Red Sky Alliance reports that there are malicious actors attempting to use vessel names to try to spoof companies in the maritime supply chain. This week they observed a wide variety of maritime-related subject lines. Some of the new vessel names used this week include “MV Coral Emerald” and “MV Wilton” among others.
Analysts observed malicious subject line, “MAERSK LINE – World’s shipping leader…..” used this week. This email leverages a few techniques to get the targeted users to open the malicious attachments.
The malicious email sender identifies herself as Marilyn Foster of the Shipping & Logistics Dept. of Maersk Line Asia. However, the sending email “docs[at]maersk[.]com” is not listed anywhere according to open source information. The email is generic enough to be used as a template to send to multiple recipients. Although the email is supposedly sent from a Maersk domain, the reply-to email address is jp.intl555[at]gmail[.]com. This email was seen sending other malicious emails (with Korean subject lines) last October.
The message body of the email has a few different components that can help identify it as illegitimate. The first is the “Dear Shipment Owner” greeting which is generic and can address thousands of companies in the maritime sector. The font is different sizes throughout the email as well which is unusual. Last, the signature does not contain any contact information and shows an image of a Maersk ship that was most likely pulled from open source.
The malicious attachment in this case is a disc image file titled “Maersk Original Doc 101.img.” A .img file is essentially a virtual copy of a disk, CD, or DVD. These image files contain a malicious executable which, when mounted, can activate spyware on the victim host and steal sensitive information. The image in this instance contains HEUR:Trojan-PSW.MSIL.Agensla.gen malware. This malware has the ability to steal sensitive credentials from the victim host, and specifically targets FTP and browser credentials.
These analytical results illustrate how a recipient could be fooled into opening an infected email. They also demonstrate how common it is for attackers to specifically target pieces of a company’s supply chain to build up to cyber-attacks on the larger companies
mentions Red Sky Alliance.
Doing so could cause the recipient to become an infected member of the maritime supply chain and thus possibly infect victim vessels, port facilities and/or shore companies in the marine, agricultural, and other industries with additional malware.
Fraudulent emails designed to make recipients hand over sensitive information, extort money or trigger malware installation on shore-based or vessel IT networks remains one of the biggest day-to-day cyber threats facing the maritime industry.

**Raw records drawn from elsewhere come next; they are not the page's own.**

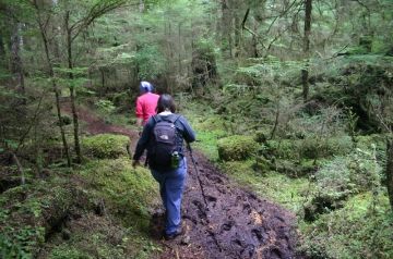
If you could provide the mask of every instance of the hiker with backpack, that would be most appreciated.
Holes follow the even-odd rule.
[[[157,102],[157,114],[148,119],[143,127],[132,165],[140,164],[143,151],[147,149],[147,163],[153,177],[159,183],[159,194],[166,210],[165,239],[172,239],[182,233],[180,206],[187,175],[187,160],[183,140],[192,143],[195,134],[187,120],[175,113],[170,95],[162,95]]]
[[[148,118],[156,114],[157,101],[159,96],[154,94],[154,87],[151,83],[142,81],[140,83],[141,96],[136,98],[136,126],[142,127],[146,124]]]

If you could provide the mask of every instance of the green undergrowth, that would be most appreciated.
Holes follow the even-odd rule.
[[[236,134],[213,109],[201,104],[189,109],[198,148],[211,161],[239,185],[297,215],[303,254],[310,258],[393,258],[393,214],[383,187],[385,136],[352,138],[338,131],[323,137],[266,140],[265,134],[261,138],[258,131],[249,131],[242,134],[254,137],[257,151],[225,159],[218,156],[219,148],[236,152],[241,146],[226,140]]]
[[[92,160],[79,172],[94,187],[96,196],[108,200],[109,209],[124,225],[148,229],[148,208],[158,197],[156,182],[150,172],[133,169],[127,157]]]
[[[290,178],[274,171],[261,175],[252,169],[253,163],[253,160],[230,161],[221,163],[221,168],[241,186],[249,186],[260,197],[295,212],[301,207],[307,192],[314,188],[307,178]]]
[[[99,134],[85,137],[83,148],[87,156],[104,159],[116,159],[127,155],[127,145],[130,139],[123,135]]]
[[[96,144],[108,150],[111,139],[124,140],[100,135]],[[45,178],[27,180],[0,195],[0,258],[151,258],[162,250],[150,235],[158,187],[126,153],[92,156],[73,170],[52,165]]]
[[[302,223],[300,230],[301,249],[311,258],[393,257],[393,214],[384,194],[356,195],[344,208]]]

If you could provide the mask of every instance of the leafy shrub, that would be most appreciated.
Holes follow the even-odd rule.
[[[91,259],[90,255],[69,246],[58,246],[50,255],[51,259]]]
[[[234,135],[218,140],[218,156],[224,161],[245,160],[254,153],[258,144],[251,136]]]
[[[99,134],[84,139],[84,149],[95,158],[118,158],[127,155],[129,137],[112,134]]]
[[[330,137],[320,139],[309,137],[306,139],[269,140],[265,152],[277,158],[299,160],[300,158],[315,159],[348,153],[353,148],[349,136]]]
[[[372,206],[370,193],[309,224],[300,250],[308,258],[392,258],[393,218],[386,197]]]

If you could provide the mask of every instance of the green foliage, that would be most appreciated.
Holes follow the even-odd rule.
[[[139,67],[139,79],[156,79],[164,73],[165,59],[157,46],[143,46],[134,57],[135,65]]]
[[[95,158],[118,158],[127,155],[130,139],[123,135],[99,134],[83,140],[85,152]]]
[[[58,246],[49,256],[50,259],[92,259],[87,252],[83,252],[73,247]]]
[[[92,181],[126,225],[141,227],[142,232],[147,230],[147,208],[158,194],[146,169],[132,169],[128,158],[95,160],[85,165],[81,175]]]
[[[302,225],[302,250],[318,258],[391,258],[393,256],[393,221],[386,197],[362,194],[346,202],[343,209]]]
[[[348,153],[353,148],[348,136],[320,139],[309,137],[306,139],[267,140],[261,150],[266,156],[282,159],[298,160],[320,159]]]
[[[96,101],[95,106],[97,107],[97,109],[103,110],[109,114],[112,113],[116,109],[114,102],[111,102],[110,100],[98,100]]]
[[[224,161],[245,160],[253,156],[258,144],[251,136],[234,135],[217,141],[219,159]]]

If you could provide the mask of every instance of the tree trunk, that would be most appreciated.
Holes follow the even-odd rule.
[[[0,57],[4,57],[4,55],[5,55],[4,41],[2,35],[0,34]],[[3,60],[3,58],[1,58],[1,60]]]
[[[241,51],[241,18],[235,11],[235,57],[239,57]]]
[[[22,47],[22,38],[20,36],[21,33],[21,23],[14,24],[12,28],[11,36],[11,72],[14,75],[14,82],[17,85],[17,92],[23,97],[21,103],[26,104],[25,99],[25,82],[24,82],[24,73],[23,73],[23,64],[21,59],[21,47]]]
[[[389,200],[393,210],[393,138],[388,139],[386,157],[386,187]]]
[[[73,85],[74,76],[72,74],[72,37],[71,37],[71,28],[69,25],[70,21],[70,11],[66,14],[66,29],[67,29],[67,61],[68,61],[68,69],[70,70],[69,78],[70,78],[70,97],[71,97],[71,111],[72,111],[72,121],[74,127],[74,145],[75,145],[75,153],[76,153],[76,163],[82,162],[82,152],[81,152],[81,145],[79,139],[79,120],[78,120],[78,112],[75,106],[75,87]]]
[[[309,71],[308,71],[308,62],[309,62],[309,52],[310,52],[310,33],[311,33],[311,10],[312,10],[312,0],[305,1],[305,37],[303,37],[303,54],[306,58],[305,67],[301,70],[301,83],[302,83],[302,97],[306,102],[309,94]]]
[[[231,26],[233,15],[229,9],[228,0],[222,1],[222,44],[223,50],[229,52],[229,57],[233,57],[233,39],[231,39]]]
[[[38,26],[39,26],[40,35],[41,35],[43,42],[44,42],[45,58],[46,58],[46,62],[48,65],[49,77],[50,77],[50,82],[52,85],[52,90],[55,92],[56,111],[57,111],[57,116],[59,120],[59,127],[60,127],[61,140],[63,144],[64,153],[66,153],[66,158],[67,158],[67,165],[70,168],[71,166],[71,157],[70,157],[69,146],[67,143],[64,126],[63,126],[63,122],[62,122],[62,118],[61,118],[60,94],[59,94],[59,89],[58,89],[58,86],[55,81],[53,64],[52,64],[52,62],[50,60],[50,55],[49,55],[49,42],[48,42],[48,38],[46,35],[44,25],[41,23],[39,7],[37,5],[36,1],[34,3],[35,3],[35,8],[36,8],[37,14],[38,14]]]

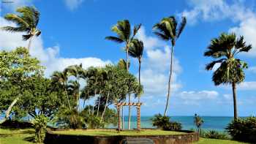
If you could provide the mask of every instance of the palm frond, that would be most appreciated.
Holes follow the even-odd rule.
[[[108,40],[111,40],[111,41],[113,41],[113,42],[116,42],[118,43],[122,43],[124,42],[123,39],[121,39],[118,37],[112,37],[112,36],[106,37],[105,39],[108,39]]]
[[[178,28],[177,29],[177,38],[178,38],[181,34],[182,33],[183,30],[185,28],[186,23],[187,23],[186,17],[182,17],[181,22],[179,24]]]

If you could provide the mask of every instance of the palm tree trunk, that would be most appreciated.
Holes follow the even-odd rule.
[[[129,103],[131,102],[131,94],[129,93]],[[129,105],[129,112],[128,112],[128,129],[130,129],[131,127],[131,106]]]
[[[67,99],[67,103],[69,104],[69,110],[71,110],[70,102],[69,102],[69,96],[67,95],[67,89],[66,88],[65,88],[65,93],[66,93]]]
[[[103,110],[103,112],[102,112],[102,118],[101,118],[101,120],[102,120],[102,121],[103,120],[103,117],[104,117],[104,115],[105,115],[105,110],[106,110],[106,109],[107,109],[107,105],[108,105],[108,102],[109,94],[110,94],[110,91],[108,91],[108,95],[107,95],[106,103],[105,103],[105,107],[104,107],[104,110]]]
[[[97,115],[96,117],[98,117],[99,111],[99,105],[100,105],[100,92],[99,92],[99,102],[98,102],[98,110],[97,110]]]
[[[236,83],[232,83],[232,89],[233,89],[233,100],[234,103],[234,120],[236,121],[238,119],[237,115],[237,106],[236,106]]]
[[[14,105],[16,104],[16,102],[18,102],[18,100],[20,99],[20,96],[17,96],[11,103],[11,105],[8,107],[7,110],[5,111],[5,116],[4,118],[4,119],[2,119],[0,121],[0,124],[3,124],[4,121],[6,121],[8,118],[10,117],[10,113],[11,113],[12,108],[13,107]]]
[[[139,86],[140,86],[140,60],[139,60]],[[138,97],[138,102],[140,102],[140,96]]]
[[[29,53],[30,51],[30,47],[31,46],[31,43],[32,43],[32,38],[33,38],[33,36],[29,38],[29,45],[28,45]]]
[[[168,104],[169,104],[169,98],[170,98],[170,83],[171,83],[171,78],[172,78],[172,74],[173,74],[173,55],[174,55],[174,45],[173,45],[172,50],[171,50],[171,58],[170,58],[170,75],[169,75],[169,80],[168,80],[168,91],[167,91],[167,99],[166,99],[166,105],[165,105],[164,116],[165,116],[166,113],[167,113],[167,110],[168,108]]]

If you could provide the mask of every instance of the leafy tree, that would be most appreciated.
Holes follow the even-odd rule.
[[[13,106],[23,99],[25,90],[29,88],[27,83],[42,75],[42,70],[39,61],[30,57],[25,48],[0,52],[0,83],[1,88],[4,88],[0,91],[0,101],[5,104],[0,106],[2,112],[5,113],[5,117],[0,124],[9,118]],[[6,83],[10,88],[2,86]]]
[[[116,33],[117,37],[109,36],[105,39],[118,43],[125,42],[124,50],[127,53],[127,70],[129,70],[129,48],[135,36],[140,29],[141,24],[134,26],[133,31],[131,31],[131,26],[128,20],[119,20],[111,29],[112,31]],[[129,94],[129,102],[130,102],[131,96]],[[128,129],[130,129],[131,121],[131,106],[129,106]]]
[[[139,85],[140,85],[140,65],[142,56],[143,54],[143,42],[138,39],[134,39],[129,49],[129,55],[133,58],[136,58],[139,62]],[[138,101],[140,102],[140,96],[138,98]]]
[[[197,127],[197,132],[200,133],[200,127],[202,126],[202,124],[203,124],[203,120],[201,117],[200,117],[199,115],[197,115],[197,114],[195,114],[194,116],[194,124],[195,124],[195,126]]]
[[[26,32],[26,34],[23,35],[23,39],[26,41],[29,39],[28,46],[29,51],[32,38],[41,34],[41,31],[37,28],[40,13],[34,7],[19,7],[16,12],[20,15],[9,13],[4,16],[4,18],[15,23],[17,26],[4,26],[1,29],[10,32]]]
[[[246,45],[244,37],[237,37],[235,34],[222,33],[218,38],[211,39],[204,56],[214,59],[206,67],[206,70],[211,70],[217,64],[220,66],[215,70],[212,80],[216,86],[231,84],[234,104],[234,119],[238,118],[236,106],[236,84],[244,81],[244,69],[247,64],[236,58],[240,53],[248,52],[251,45]]]
[[[181,23],[178,26],[178,22],[174,16],[164,18],[162,20],[155,24],[153,29],[155,30],[154,34],[159,36],[162,39],[165,41],[170,41],[171,48],[171,58],[170,65],[170,75],[168,81],[168,91],[167,94],[166,105],[164,115],[166,115],[167,110],[168,108],[169,98],[170,95],[170,83],[173,74],[173,63],[174,56],[174,47],[176,40],[180,37],[184,29],[185,28],[187,20],[185,17],[182,18]]]

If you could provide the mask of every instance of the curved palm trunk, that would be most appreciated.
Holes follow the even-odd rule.
[[[166,113],[167,113],[167,110],[168,108],[168,104],[169,104],[169,98],[170,98],[170,83],[171,83],[171,78],[172,78],[172,74],[173,74],[173,55],[174,55],[174,46],[172,47],[172,50],[171,50],[170,75],[169,75],[169,80],[168,80],[168,91],[167,91],[167,99],[166,99],[166,105],[165,105],[164,116],[165,116]]]
[[[234,103],[234,120],[238,119],[237,115],[237,105],[236,105],[236,83],[232,83],[232,90],[233,90],[233,100]]]
[[[108,105],[108,102],[109,94],[110,94],[110,91],[108,91],[108,95],[107,95],[106,103],[105,103],[105,105],[104,110],[103,110],[103,112],[102,112],[102,118],[101,118],[101,120],[102,120],[102,121],[103,120],[103,117],[104,117],[104,115],[105,115],[105,110],[106,110],[106,109],[107,109],[107,105]]]
[[[129,72],[129,47],[128,43],[127,44],[127,69]],[[129,103],[131,102],[131,94],[129,94]],[[128,129],[130,129],[131,126],[131,106],[129,105],[129,112],[128,112]],[[124,115],[123,115],[123,121],[124,121]]]
[[[99,92],[99,94],[100,94],[100,92]],[[96,117],[98,117],[98,115],[99,115],[99,105],[100,105],[100,95],[99,96],[99,102],[98,102],[98,110],[97,110],[97,114],[96,114]]]
[[[30,47],[31,46],[31,43],[32,43],[32,38],[33,36],[29,38],[29,45],[28,45],[28,50],[29,50],[29,53],[30,51]]]
[[[4,118],[0,121],[0,124],[3,124],[4,121],[6,121],[8,118],[10,117],[10,113],[11,113],[12,108],[13,107],[13,105],[15,105],[16,104],[16,102],[18,102],[18,100],[20,99],[20,96],[18,96],[18,97],[16,97],[12,102],[11,103],[11,105],[8,107],[7,110],[5,111],[5,116]]]
[[[139,60],[139,86],[140,86],[140,60]],[[140,96],[138,97],[138,102],[140,102]]]

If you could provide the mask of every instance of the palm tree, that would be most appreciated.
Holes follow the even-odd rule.
[[[39,20],[40,13],[34,7],[22,7],[16,10],[20,15],[7,14],[4,18],[15,23],[17,26],[4,26],[1,29],[10,32],[26,32],[23,35],[23,40],[29,39],[28,49],[29,50],[32,38],[39,36],[41,31],[37,26]]]
[[[116,33],[117,37],[109,36],[105,39],[111,40],[118,43],[125,42],[124,50],[127,53],[127,69],[129,71],[129,48],[135,37],[138,30],[140,29],[141,24],[135,26],[133,29],[133,32],[131,32],[131,25],[128,20],[119,20],[112,27],[112,31]],[[129,94],[129,102],[130,102],[130,94]],[[131,121],[131,106],[129,106],[129,119],[128,119],[128,129],[130,129]]]
[[[167,110],[168,108],[169,98],[170,95],[170,83],[173,74],[173,63],[174,56],[174,47],[176,40],[180,37],[184,29],[185,28],[187,20],[185,17],[182,18],[181,23],[178,25],[178,22],[174,16],[164,18],[162,20],[154,26],[153,29],[155,30],[154,34],[159,37],[165,41],[170,41],[171,47],[171,58],[170,65],[170,75],[168,80],[168,91],[167,94],[166,105],[164,113],[164,116],[166,115]]]
[[[67,73],[65,72],[54,72],[53,75],[51,76],[51,80],[53,80],[53,86],[60,84],[61,87],[64,89],[65,94],[67,96],[67,103],[69,105],[69,110],[71,110],[70,102],[67,91],[67,79],[68,77]]]
[[[141,58],[143,54],[143,42],[138,39],[132,40],[131,47],[129,48],[129,55],[136,58],[139,62],[139,85],[140,85],[140,65]],[[138,102],[140,102],[140,96],[138,96]]]
[[[197,132],[200,132],[200,127],[202,124],[204,123],[203,118],[195,113],[194,116],[194,123],[195,126],[197,127]]]
[[[214,61],[208,64],[206,70],[211,70],[219,64],[212,77],[215,86],[220,84],[231,84],[233,89],[234,119],[237,120],[236,107],[236,84],[244,81],[245,75],[244,69],[247,64],[236,58],[242,52],[248,52],[252,48],[251,45],[246,45],[244,37],[238,38],[235,34],[222,33],[218,38],[211,39],[204,56],[211,57]]]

Preventative cyber protection offers a strong first-line defence by preventing deceptive messages from ever reaching staff inboxes, but malicious hackers are developing new techniques to evade current detection daily.
Recent studies also suggest that cyber-criminals are researching their targets and tailoring emails for staff in specific roles. Another tactic is to spoof emails from the chief executive or other high-ranking maritime contemporaries in the hope staff lower down the supply chain will drop their awareness and follow the spoofed email obediently. Analysts across the industry are beginning to see maritime-specific examples of these attacks.